In a double-blind, crossover RCT to determine the effectiveness of a single treatment of oral sucrose to relieve pain during heelsticks, a sample of 15 infants with gestational ages ranging from 32 to 34 weeks were evaluated (Ramenghi, Wood, Griffith, & Levene, 1996). Each infant received, at separate times, 1 ml of sterile water and 1 ml of 25% sucrose solution. Random allocation determined which treatment would be given first and which would be given second to each individual infant. Treatments were given 2 minutes before heelsticks. Pain was measured partially by timing the duration of crying. Infants demonstrated significantly shorter duration of first cry (p = .004) and total percentage of crying time longer than 5 minutes (p = .018) after sucrose administration as compared with water administration. A pain score based on facial expressions (i.e., brow bulge, eye squeeze, nasolabial furrow, and open mouth) was assessed, but this score was not based upon an established, validated tool. Infants who received water demonstrated significantly higher facial pain scores at 1 minute (p = .01) and 3 minutes (p = .03) after heelstick. No significant differences in heart rate were found between the two treatments. A third double-blind, crossover RCT used 16 preterm infants with gestational ages of 33 to 36 weeks to examine the effectiveness of oral sucrose as an analgesic during heelsticks (Bucher et al., 1995). Each infant was assessed twice, and received either 2 ml of distilled water or 2 ml of 50% sucrose in random order before heelsticks. Pain was assessed by timing the duration of crying and by noting physiologic data. Infants who received sucrose cried for a significantly shorter period (p = .002) and experienced significantly smaller increases in heart rate (p = .005). Oxygen levels and cerebral blood volumes did not differ significantly between treatments. Sucrose administration did not result in significantly increased blood glucose levels. Median glucose concentration after blood sampling with sucrose was 5.8 mmol/L and with water was 6 mmol/L.
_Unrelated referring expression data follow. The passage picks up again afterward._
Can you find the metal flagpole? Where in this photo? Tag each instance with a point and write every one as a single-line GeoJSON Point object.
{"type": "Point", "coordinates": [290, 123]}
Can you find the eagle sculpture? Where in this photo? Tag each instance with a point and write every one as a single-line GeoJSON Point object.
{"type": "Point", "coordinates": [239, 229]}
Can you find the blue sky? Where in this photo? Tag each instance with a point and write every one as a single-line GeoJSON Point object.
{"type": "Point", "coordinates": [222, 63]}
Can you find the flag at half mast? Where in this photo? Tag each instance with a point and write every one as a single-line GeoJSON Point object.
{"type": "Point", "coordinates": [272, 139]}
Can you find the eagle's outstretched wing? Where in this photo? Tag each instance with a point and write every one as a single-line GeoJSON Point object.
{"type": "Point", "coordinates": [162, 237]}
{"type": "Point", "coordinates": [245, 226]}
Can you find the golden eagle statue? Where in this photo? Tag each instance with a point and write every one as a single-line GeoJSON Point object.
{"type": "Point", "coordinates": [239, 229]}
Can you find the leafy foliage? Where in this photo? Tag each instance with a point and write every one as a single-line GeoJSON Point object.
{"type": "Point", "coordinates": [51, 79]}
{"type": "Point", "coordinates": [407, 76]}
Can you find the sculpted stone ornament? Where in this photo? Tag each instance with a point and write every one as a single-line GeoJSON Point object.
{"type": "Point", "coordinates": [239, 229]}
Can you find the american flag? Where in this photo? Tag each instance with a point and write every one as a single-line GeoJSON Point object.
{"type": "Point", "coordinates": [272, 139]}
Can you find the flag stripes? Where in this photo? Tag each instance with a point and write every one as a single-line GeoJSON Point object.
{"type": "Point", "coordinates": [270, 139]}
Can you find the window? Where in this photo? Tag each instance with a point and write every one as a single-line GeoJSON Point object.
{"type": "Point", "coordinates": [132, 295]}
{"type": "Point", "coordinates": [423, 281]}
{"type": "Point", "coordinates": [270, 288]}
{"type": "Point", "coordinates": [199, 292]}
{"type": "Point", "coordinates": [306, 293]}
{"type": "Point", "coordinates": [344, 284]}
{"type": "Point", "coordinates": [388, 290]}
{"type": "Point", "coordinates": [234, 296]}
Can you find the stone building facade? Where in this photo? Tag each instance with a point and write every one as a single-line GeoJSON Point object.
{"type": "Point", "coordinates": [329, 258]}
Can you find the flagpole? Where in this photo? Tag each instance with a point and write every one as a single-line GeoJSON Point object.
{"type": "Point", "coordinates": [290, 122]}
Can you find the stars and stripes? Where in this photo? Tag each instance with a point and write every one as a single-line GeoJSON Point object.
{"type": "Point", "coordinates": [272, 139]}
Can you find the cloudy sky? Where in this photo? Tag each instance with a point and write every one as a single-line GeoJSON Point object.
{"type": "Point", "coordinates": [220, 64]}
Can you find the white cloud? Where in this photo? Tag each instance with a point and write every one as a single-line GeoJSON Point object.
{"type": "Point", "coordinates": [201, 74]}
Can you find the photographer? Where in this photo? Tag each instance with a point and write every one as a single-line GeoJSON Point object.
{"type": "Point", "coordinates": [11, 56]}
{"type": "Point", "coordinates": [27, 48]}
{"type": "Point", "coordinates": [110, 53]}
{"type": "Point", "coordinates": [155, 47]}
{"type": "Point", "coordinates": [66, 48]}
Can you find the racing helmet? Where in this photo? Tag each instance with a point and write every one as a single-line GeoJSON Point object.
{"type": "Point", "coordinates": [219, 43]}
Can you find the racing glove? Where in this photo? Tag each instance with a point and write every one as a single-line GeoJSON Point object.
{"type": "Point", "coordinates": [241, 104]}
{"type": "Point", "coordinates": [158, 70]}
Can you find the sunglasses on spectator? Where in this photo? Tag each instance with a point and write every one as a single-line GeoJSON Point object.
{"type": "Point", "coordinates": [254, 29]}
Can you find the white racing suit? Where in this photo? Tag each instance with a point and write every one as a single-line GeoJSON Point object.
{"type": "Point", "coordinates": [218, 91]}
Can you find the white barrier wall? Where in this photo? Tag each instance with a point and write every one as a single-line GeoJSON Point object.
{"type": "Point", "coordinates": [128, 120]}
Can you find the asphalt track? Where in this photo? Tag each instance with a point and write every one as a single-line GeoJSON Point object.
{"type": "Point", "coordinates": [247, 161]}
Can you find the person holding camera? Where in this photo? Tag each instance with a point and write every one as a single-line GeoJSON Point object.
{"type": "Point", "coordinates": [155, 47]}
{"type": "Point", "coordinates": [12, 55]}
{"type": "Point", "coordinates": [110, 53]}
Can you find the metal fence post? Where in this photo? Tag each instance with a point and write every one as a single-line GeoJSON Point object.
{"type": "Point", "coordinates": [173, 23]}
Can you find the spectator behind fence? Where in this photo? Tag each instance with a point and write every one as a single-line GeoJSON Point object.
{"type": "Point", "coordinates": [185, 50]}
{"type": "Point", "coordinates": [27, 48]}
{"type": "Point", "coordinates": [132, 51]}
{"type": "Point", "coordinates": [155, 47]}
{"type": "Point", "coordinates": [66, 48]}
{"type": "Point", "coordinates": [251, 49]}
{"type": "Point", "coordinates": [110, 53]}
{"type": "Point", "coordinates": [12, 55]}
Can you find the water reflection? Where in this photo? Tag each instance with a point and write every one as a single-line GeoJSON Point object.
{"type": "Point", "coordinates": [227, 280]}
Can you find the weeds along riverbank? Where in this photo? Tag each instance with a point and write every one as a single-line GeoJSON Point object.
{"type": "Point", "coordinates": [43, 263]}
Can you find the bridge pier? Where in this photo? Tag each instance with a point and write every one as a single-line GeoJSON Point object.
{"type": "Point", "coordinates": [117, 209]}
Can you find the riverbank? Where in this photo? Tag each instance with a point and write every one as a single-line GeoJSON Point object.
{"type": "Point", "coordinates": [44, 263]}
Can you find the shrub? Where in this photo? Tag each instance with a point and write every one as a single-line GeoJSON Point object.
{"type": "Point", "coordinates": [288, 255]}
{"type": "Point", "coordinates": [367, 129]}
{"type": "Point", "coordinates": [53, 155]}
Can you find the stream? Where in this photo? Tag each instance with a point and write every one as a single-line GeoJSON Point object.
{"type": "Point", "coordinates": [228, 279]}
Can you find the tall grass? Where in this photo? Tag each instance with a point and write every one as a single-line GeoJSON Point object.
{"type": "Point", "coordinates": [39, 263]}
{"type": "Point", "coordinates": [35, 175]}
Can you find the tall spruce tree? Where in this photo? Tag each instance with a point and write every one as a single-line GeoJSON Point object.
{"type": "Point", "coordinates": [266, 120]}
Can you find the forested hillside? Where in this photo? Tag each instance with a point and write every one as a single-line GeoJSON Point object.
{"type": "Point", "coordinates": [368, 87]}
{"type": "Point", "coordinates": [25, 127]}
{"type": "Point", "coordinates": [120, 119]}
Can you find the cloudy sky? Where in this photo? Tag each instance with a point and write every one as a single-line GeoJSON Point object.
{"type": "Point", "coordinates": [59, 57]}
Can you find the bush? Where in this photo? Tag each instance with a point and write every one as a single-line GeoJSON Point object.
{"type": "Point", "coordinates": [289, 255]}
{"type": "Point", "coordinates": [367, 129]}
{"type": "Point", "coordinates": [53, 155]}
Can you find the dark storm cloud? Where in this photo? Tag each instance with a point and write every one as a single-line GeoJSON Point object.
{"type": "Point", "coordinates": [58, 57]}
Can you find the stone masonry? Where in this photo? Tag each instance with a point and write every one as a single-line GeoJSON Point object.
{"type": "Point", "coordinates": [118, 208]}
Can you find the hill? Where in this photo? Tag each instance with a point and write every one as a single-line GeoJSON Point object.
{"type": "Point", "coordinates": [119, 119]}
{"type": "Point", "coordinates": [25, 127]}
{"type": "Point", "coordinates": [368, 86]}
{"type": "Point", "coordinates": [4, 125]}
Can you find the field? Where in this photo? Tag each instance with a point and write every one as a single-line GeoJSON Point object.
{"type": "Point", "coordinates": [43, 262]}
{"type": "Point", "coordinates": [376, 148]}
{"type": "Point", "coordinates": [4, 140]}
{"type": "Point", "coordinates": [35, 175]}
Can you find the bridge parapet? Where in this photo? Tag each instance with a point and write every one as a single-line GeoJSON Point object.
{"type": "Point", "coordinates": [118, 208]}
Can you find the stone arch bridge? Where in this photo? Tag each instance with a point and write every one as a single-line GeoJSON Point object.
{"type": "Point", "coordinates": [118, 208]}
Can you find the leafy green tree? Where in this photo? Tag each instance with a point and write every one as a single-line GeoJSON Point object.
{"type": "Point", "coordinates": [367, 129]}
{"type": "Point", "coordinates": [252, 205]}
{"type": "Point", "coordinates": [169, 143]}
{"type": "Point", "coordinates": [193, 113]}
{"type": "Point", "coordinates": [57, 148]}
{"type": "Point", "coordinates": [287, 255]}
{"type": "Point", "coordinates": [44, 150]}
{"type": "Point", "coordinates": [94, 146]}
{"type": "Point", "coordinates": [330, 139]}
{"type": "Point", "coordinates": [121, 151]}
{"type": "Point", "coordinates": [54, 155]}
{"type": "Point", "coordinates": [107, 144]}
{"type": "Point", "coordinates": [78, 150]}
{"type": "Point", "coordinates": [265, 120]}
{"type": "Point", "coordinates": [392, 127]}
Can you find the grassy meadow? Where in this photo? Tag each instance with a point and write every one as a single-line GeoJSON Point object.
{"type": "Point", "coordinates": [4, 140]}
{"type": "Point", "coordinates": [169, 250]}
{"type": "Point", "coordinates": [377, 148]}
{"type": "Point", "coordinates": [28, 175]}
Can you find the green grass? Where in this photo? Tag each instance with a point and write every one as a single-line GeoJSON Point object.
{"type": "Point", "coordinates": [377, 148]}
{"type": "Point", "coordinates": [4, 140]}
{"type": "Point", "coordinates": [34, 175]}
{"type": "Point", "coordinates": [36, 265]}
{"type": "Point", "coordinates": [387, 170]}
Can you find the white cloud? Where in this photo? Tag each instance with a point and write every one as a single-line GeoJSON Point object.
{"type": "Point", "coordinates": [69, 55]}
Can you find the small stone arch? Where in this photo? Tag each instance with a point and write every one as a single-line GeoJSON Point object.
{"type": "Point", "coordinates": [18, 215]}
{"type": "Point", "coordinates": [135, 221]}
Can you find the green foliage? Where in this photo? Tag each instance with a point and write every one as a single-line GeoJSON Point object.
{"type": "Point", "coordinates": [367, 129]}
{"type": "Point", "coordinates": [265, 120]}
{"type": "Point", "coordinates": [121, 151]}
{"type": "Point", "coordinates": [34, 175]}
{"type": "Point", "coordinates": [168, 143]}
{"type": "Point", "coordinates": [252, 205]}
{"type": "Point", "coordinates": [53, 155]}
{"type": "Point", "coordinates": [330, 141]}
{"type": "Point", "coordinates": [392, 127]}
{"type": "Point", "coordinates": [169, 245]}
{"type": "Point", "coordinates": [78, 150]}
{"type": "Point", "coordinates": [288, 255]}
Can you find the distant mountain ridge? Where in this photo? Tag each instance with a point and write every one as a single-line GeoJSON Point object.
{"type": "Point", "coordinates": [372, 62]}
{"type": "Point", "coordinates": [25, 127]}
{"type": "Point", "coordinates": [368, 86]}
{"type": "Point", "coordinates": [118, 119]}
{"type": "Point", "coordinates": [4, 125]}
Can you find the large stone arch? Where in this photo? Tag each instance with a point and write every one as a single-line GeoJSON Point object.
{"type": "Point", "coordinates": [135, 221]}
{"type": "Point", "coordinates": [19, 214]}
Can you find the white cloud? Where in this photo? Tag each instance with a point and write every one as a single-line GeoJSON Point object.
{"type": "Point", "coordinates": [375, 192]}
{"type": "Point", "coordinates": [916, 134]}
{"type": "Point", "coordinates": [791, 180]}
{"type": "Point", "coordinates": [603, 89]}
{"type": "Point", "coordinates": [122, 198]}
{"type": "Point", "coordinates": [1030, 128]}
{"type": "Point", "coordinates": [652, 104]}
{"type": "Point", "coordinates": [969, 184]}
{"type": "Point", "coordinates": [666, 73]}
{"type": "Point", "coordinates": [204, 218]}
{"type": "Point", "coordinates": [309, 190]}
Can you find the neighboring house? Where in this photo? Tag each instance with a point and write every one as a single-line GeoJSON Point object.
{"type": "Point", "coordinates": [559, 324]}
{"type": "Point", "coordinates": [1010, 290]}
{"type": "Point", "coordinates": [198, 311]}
All three of these studies reported that oral sucrose was effective in relieving pain. However, the results must be analyzed in light of the method used to measure pain, and these studies did not use valid tools designed to measure pain in preterm infants. All three studies evaluated pain response partially by timing the duration of crying. Crying may not be the most specific way to assess pain in preterm infants because these young infants do not consistently cry during painful procedures. The small and fragile preterm infant may not have the strength or energy to sustain an organized cry response in painful situations (Als, 1982; Stevens, Johnston, & Horton, 1994; Stevens, Johnston, Petryshen, & Taddio, 1996).

Facial activity is proposed to be the most sensitive measure of pain response in the preterm infant (Grunau & Craig, 1987; 1990; Lawrence, Alcock, McGrath, Kay, MacMurray, & Dulberg, 1993; Stevens et al., 1996). However, in two of these studies, facial expressions were not used as a measure of pain (Abad et al., 1996; Bucher et al., 1995). Changes in physiologic indicators, such as increased heart rate and decreased oxygen saturation, alert the caregiver that the infant may be experiencing pain (Craig, Whitfield, Grunau, Linton, & Hadjistavropoulos, 1993; Gonsalves & Mercer, 1993; Stevens & Johnston, 1994). All three of these studies used some form of valid physiologic measurements.

These three studies assigned infants randomly to treatment groups, included only healthy preterm infants, carried out blinding of the intervention and outcome measurement, and standardized all aspects of the procedure including the provision of a consistent health care provider to perform the heelstick or venipuncture. These studies did not include an examination of the frequency and timing of additional painful procedures experienced by the infants. An examination of these contextual factors is important because if the infant has undergone frequent or recent painful procedures, this may diminish the behavioral response to pain (Johnston & Stevens, 1996; Johnston, Stevens, et al., 1999; Stevens et al., 1994).